Citing Tom Cruise’s yearlong metamorphosis from pure box-office phenomenon to pop-culture punch line, Viacom’s (NYSE:VIA) Sumner Redstone, said that Paramount was ending its 14-year relationship with the actor’s production company. Mr. Cruise insists that he quit. Either way, the parting of the ways was anything but amicable. And it came as the latest sign that the media conglomerates that control Hollywood are growing impatient with the megastars who earn the highest salaries.
Tom Cruise joins Lindsey Lohan and Mel Gibson as being the objects of scathing public attacks from their studios. Mr. Cruise has already obtained commitments from two hedge funds, one in New York and one in Los Angeles, for $100 million in revolving credit to make movies, and now all they need is for a new distribution deal. Hollywood is changing as stars abandon the media conglomerates and turn to Wall Street for project financing, whereas the studios won't put up with bad behavior from the spoiled movie stars.
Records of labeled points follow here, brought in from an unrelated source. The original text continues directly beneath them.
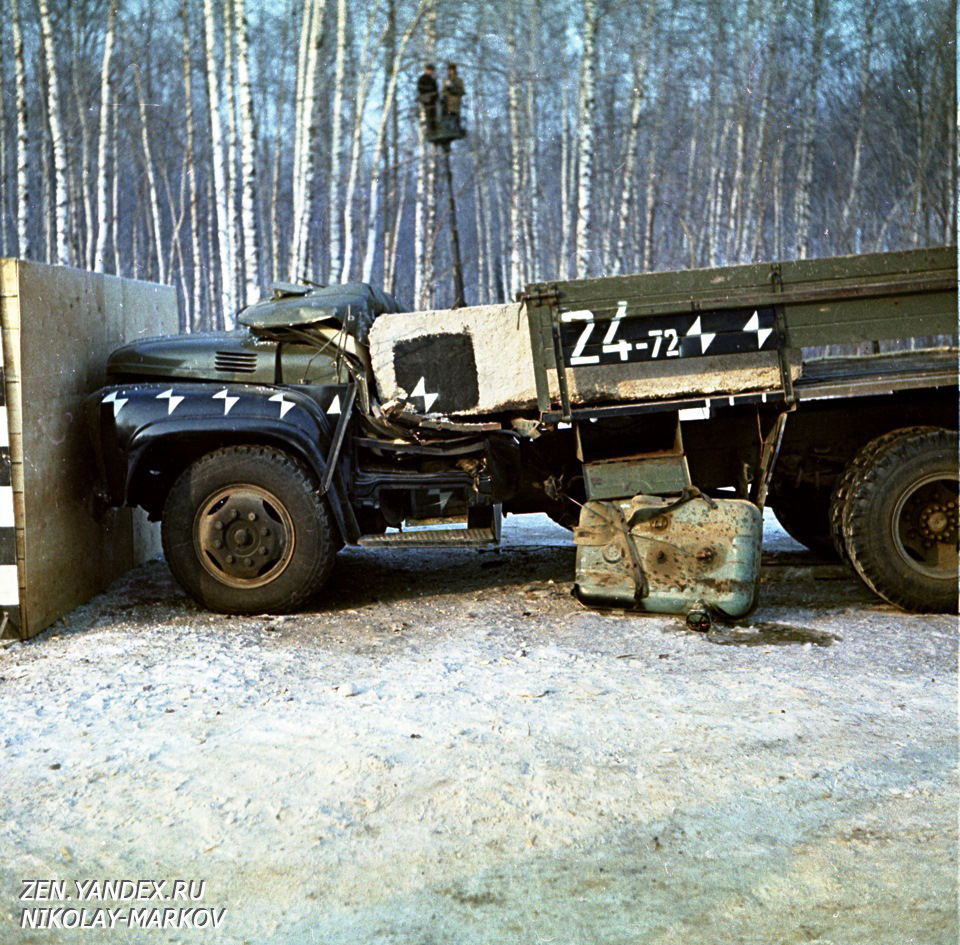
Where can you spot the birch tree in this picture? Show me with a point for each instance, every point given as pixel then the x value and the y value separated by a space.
pixel 386 113
pixel 248 138
pixel 807 137
pixel 23 177
pixel 356 142
pixel 154 205
pixel 190 176
pixel 333 181
pixel 585 147
pixel 621 228
pixel 304 165
pixel 516 157
pixel 103 143
pixel 61 240
pixel 221 204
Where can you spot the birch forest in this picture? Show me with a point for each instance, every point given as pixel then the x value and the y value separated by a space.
pixel 221 145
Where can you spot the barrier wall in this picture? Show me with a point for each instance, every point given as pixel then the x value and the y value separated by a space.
pixel 58 327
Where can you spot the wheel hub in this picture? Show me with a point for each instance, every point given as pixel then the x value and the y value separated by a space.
pixel 244 536
pixel 925 526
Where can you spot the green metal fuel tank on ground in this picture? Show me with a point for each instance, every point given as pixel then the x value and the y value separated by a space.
pixel 669 556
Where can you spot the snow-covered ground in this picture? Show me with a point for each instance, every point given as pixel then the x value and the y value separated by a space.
pixel 450 749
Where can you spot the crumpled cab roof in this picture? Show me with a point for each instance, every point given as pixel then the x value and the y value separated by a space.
pixel 293 306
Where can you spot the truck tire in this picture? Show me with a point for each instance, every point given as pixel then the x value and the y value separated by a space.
pixel 244 531
pixel 855 468
pixel 900 521
pixel 804 512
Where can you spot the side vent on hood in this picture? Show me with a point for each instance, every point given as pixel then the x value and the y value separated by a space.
pixel 236 362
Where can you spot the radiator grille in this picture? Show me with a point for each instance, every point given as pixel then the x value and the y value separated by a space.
pixel 236 362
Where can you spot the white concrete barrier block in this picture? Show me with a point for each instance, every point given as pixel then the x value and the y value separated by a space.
pixel 466 361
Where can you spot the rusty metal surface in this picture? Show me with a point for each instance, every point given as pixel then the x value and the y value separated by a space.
pixel 700 551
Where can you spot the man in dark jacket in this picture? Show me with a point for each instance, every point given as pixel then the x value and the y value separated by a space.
pixel 427 97
pixel 453 92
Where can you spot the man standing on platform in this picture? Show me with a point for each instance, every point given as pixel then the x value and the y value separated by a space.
pixel 453 92
pixel 427 97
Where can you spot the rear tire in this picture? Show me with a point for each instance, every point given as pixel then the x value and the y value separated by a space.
pixel 899 521
pixel 244 531
pixel 854 469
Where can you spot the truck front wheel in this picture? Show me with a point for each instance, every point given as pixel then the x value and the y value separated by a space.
pixel 244 531
pixel 899 521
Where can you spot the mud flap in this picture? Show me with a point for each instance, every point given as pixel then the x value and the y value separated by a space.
pixel 664 556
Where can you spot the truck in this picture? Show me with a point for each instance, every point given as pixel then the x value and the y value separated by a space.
pixel 653 415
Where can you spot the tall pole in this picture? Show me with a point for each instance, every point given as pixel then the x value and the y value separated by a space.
pixel 459 301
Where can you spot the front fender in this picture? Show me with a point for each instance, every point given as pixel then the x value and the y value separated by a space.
pixel 143 426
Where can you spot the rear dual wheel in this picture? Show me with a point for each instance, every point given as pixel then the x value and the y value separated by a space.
pixel 244 531
pixel 898 518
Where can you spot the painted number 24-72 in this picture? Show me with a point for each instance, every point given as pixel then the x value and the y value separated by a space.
pixel 661 342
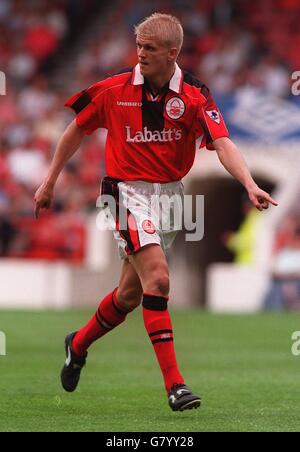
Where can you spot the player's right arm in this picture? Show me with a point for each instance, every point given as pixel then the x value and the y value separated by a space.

Sony (NYSE:SNE) has acquired Grouper Networks for $65 million. The deal marries one of the biggest and most powerful movie studios with a Web site that provides free access to short and often inexpensively made videos on topics like pets, sports and music. The bet is that material posted by users will continue to be a big draw online. Despite sharing homemade videos, many of the most popular clips on Grouper are slick short productions, including music videos and commercials.
The star of the Web video sites is YouTube, which in July had 30.5 million unique visitors. Grouper is getting eight million visitors a month, up from a million in March. The move is also a new outlet for promoting Sony movies and television shows and gains content so that they can introduce a device to challenge Apple’s video ipod. What will be interesting is whether Apple makes a move as Apple and their strigent Digital rights management angle might dampen deals.